Christ Stopped at Eboli

Topics: Magic, Folk religion, Anthropology of religion Pages: 5 (1670 words) Published: October 2, 2011
Many Italies, Other Italies
Emily Cormack
May 3, 2010

Magic and Religion depicted in Southern Italians

Magic and Religion has always had a very prominent and distinct role in the lives of Southern Italians. Magic serves as their form of hope and believing in something bigger than themselves, something they cannot see and that is how it is integrated into religion. In both, Nuovo Mondo and Christ Stopped at Eboli, the role of magic and religion are explored and the impact that it has on their lives. Love also serves as a very strong part of their life and is linked to magic in a certain way. Carlo Levi observes their way of life and forms a very strong opinion about them.

Magic and superstition has always been a stereotype that many people associate with Southern Italian people. There are multiple examples in the Levi’s book that shows how connected and involved magic is to their lives. The peasants use magic to explain a lot of events that have happened to help them deal with loss. These people only have what the earth gives them and this serves as their safety net. They believe that many animals possess a sort of power or magical quality about them.

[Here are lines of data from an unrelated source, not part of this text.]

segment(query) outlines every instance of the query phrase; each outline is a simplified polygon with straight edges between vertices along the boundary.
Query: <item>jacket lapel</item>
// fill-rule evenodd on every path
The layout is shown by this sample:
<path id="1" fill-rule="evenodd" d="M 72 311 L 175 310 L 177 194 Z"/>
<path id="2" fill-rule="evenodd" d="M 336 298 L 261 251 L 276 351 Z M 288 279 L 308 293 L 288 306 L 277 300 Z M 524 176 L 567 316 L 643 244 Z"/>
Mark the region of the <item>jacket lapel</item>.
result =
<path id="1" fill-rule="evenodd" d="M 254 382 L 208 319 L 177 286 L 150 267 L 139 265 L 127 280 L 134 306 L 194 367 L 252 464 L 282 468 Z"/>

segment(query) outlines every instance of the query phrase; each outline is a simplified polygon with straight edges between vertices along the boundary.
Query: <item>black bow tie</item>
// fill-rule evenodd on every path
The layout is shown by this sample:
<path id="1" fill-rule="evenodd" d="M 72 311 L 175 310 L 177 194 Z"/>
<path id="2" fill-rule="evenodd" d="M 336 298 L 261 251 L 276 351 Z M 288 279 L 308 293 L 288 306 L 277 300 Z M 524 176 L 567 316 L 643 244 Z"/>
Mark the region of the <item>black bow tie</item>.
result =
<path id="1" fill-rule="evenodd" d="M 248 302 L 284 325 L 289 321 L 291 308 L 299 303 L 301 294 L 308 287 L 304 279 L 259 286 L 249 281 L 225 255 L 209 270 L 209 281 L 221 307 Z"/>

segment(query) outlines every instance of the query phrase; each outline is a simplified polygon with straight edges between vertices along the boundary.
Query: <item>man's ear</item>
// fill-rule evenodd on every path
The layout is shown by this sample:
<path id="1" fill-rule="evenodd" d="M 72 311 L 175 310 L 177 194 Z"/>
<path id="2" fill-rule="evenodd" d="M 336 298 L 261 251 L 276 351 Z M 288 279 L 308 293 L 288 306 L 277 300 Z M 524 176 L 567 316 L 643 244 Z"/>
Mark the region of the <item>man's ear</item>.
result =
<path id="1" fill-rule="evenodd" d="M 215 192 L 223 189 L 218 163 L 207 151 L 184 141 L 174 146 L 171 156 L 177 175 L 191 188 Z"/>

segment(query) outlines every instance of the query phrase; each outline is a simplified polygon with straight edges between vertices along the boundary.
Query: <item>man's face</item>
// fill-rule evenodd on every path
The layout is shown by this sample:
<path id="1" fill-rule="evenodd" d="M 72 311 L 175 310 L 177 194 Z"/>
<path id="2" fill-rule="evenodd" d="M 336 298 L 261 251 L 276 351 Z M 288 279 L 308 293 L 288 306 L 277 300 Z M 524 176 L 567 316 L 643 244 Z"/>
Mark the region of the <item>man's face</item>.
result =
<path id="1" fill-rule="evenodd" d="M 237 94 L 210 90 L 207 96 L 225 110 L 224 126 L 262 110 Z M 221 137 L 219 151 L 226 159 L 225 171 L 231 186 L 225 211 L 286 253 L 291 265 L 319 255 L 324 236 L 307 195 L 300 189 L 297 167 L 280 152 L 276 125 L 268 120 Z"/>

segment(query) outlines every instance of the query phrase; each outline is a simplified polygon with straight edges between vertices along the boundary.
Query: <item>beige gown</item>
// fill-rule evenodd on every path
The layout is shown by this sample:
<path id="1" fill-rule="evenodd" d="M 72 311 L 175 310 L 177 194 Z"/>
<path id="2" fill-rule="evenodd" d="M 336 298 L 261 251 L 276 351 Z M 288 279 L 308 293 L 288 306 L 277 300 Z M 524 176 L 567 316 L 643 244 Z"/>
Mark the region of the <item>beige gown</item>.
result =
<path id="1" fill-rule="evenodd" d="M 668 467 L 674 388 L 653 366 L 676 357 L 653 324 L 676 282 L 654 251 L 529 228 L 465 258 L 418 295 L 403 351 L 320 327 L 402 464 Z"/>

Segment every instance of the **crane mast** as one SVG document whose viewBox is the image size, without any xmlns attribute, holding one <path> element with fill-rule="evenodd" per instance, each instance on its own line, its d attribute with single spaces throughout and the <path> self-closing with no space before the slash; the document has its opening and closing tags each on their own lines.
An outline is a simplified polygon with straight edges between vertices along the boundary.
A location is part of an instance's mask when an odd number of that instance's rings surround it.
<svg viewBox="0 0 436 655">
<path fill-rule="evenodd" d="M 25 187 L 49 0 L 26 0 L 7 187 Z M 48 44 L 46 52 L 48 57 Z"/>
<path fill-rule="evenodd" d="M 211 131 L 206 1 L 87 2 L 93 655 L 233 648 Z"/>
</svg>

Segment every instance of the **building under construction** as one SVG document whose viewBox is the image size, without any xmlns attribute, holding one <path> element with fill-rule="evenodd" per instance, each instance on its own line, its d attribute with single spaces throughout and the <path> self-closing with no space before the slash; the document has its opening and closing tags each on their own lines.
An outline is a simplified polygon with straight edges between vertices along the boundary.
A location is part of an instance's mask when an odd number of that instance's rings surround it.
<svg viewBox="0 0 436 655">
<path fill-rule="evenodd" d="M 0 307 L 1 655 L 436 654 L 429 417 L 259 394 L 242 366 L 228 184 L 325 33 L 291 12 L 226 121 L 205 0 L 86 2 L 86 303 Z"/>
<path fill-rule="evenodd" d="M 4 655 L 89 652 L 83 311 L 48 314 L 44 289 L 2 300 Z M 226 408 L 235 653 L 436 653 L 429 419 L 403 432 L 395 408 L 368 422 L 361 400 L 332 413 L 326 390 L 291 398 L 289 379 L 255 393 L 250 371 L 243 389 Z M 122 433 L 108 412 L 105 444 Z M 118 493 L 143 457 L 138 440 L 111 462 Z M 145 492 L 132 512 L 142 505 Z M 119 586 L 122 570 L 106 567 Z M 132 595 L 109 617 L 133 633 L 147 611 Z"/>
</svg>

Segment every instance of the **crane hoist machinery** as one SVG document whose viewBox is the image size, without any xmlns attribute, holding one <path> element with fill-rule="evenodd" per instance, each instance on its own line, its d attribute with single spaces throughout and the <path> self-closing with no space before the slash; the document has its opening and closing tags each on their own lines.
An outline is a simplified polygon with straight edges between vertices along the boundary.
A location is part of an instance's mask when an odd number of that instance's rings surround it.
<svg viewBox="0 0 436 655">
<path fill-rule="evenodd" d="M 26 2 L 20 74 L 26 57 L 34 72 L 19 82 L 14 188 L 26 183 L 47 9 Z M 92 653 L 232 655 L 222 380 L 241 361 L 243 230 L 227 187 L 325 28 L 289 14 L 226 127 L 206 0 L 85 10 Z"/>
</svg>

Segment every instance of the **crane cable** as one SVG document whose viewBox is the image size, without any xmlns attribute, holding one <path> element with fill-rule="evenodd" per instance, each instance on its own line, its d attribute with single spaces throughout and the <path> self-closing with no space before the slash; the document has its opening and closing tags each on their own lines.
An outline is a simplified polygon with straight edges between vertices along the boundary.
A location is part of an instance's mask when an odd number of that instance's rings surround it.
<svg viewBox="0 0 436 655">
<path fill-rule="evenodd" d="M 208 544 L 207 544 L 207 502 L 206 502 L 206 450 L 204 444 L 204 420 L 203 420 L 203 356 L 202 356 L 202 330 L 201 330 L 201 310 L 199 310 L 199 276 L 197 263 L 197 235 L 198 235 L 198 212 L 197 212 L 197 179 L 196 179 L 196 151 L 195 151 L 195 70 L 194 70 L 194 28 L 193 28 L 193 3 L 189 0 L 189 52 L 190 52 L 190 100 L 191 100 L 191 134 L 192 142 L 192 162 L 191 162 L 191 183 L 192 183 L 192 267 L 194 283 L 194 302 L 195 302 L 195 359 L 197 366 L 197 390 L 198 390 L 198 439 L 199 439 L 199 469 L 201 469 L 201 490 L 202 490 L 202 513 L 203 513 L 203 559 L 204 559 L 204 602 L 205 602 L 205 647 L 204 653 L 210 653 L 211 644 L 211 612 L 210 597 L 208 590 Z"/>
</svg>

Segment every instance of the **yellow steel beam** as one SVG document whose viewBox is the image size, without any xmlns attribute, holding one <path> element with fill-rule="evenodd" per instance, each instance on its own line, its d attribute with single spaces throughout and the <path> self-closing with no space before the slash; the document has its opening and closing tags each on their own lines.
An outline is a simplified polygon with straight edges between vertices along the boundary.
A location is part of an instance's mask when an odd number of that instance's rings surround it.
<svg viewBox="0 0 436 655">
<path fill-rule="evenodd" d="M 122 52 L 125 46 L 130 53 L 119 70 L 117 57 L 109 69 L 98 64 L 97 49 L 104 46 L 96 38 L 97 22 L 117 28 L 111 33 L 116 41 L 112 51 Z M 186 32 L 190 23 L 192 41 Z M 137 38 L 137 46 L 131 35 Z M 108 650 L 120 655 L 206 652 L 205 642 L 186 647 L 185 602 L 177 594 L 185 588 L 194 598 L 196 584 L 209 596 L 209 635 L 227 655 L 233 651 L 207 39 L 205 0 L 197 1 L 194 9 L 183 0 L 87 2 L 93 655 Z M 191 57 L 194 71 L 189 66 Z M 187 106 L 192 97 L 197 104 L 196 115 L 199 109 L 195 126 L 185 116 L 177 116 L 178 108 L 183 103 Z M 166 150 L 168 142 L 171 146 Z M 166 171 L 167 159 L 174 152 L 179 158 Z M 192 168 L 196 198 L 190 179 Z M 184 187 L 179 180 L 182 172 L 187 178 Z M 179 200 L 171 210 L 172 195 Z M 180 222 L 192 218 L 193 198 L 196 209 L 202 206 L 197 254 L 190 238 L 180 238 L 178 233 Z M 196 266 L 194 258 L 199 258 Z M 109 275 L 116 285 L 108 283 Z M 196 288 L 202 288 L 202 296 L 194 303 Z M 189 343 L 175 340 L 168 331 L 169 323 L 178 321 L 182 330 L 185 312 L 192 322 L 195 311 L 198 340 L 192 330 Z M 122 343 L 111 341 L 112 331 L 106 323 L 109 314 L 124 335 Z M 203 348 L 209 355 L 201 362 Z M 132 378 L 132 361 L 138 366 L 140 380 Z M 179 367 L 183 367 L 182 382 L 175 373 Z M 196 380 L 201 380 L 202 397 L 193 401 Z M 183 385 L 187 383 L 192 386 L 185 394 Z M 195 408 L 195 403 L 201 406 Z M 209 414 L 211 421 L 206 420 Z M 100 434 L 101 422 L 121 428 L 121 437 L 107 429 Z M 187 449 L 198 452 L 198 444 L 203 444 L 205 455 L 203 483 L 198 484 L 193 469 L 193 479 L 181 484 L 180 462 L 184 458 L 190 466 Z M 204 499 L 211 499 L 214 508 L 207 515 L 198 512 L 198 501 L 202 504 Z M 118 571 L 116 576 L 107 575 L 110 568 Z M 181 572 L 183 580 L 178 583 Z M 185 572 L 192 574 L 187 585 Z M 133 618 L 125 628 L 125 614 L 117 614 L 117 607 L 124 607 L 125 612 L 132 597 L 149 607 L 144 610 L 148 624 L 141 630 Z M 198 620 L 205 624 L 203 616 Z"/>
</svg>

“The peasants say that there is something satanic about goats. This is true of all the animal world, and of the goat in particular. Not that it is wicked or has anything to do with the devils of the Christian religion, in spite of the fact that they often show themselves in its guise. It is demoniacal like every living thing, and even more so than the rest, because some strange power lurks behind its animal exterior. To the peasants the goat represents the ancient satyr, indeed a living satyr, lean and hungry, with curling horns, a crooked nose, and pendulous teats or male organ; a poor, hairy, brotherly, wild satyr, looking for grass on the edge of a precipice (Levi 68).”

Many people of Gagliano also believe that Carlo Levi’s dog, Barone, has some sort of magical air about him. These superstitions have become a part of their daily life, even circumstances that seem very normal to most people they view as having some hidden meaning. There is one case where a mother loses her child and believes it to be taken away from her by some power and when she finds her child a few days later she rejoices and thanks the Madonna of Viggiano who she believes protected him during those few days. They also believe in gnomes and sprites that torture you and play little tricks on you but if you can capture the red hood that they have in their head they will lead you to a treasure. Giulia, Levi’s maid, is a witch herself and she believes in many different spells and potions such as love potions that she gives to many of the girls in the village. She also attempts to teach Carlo Levi a few of her incantations and spells so that he can use them as well. In Nuovo Mondo, the grandmother represents these old Italian ways of the South and is known in her village as a great healer and was highly respected for her abilities. Magic was also a form of healing and medicine in these primitive communities because they didn’t trust any of the doctors or pharmacies in their village. All of these are examples as to how much of these people’s lives are dedicated to magic.

However, women, at least in Gagliano, are known to be animal-like themselves and are comprised of various qualities or features that remind us of many different animals. They have very dark eyes and are said to be very much connected to the earth in a way. Women are looked at as less than or inferior to men in many cases because of their emotions and sensitivity to natural and psychological changes. Levi describes these women of Gagliano as being very similar. “At first sight they all seemed alike, short, sunburned, with dull expressionless black eyes like the empty windows of a dark room (Levi 81).” Giulia is a great example of a strong, southern woman with animalistic features. She was...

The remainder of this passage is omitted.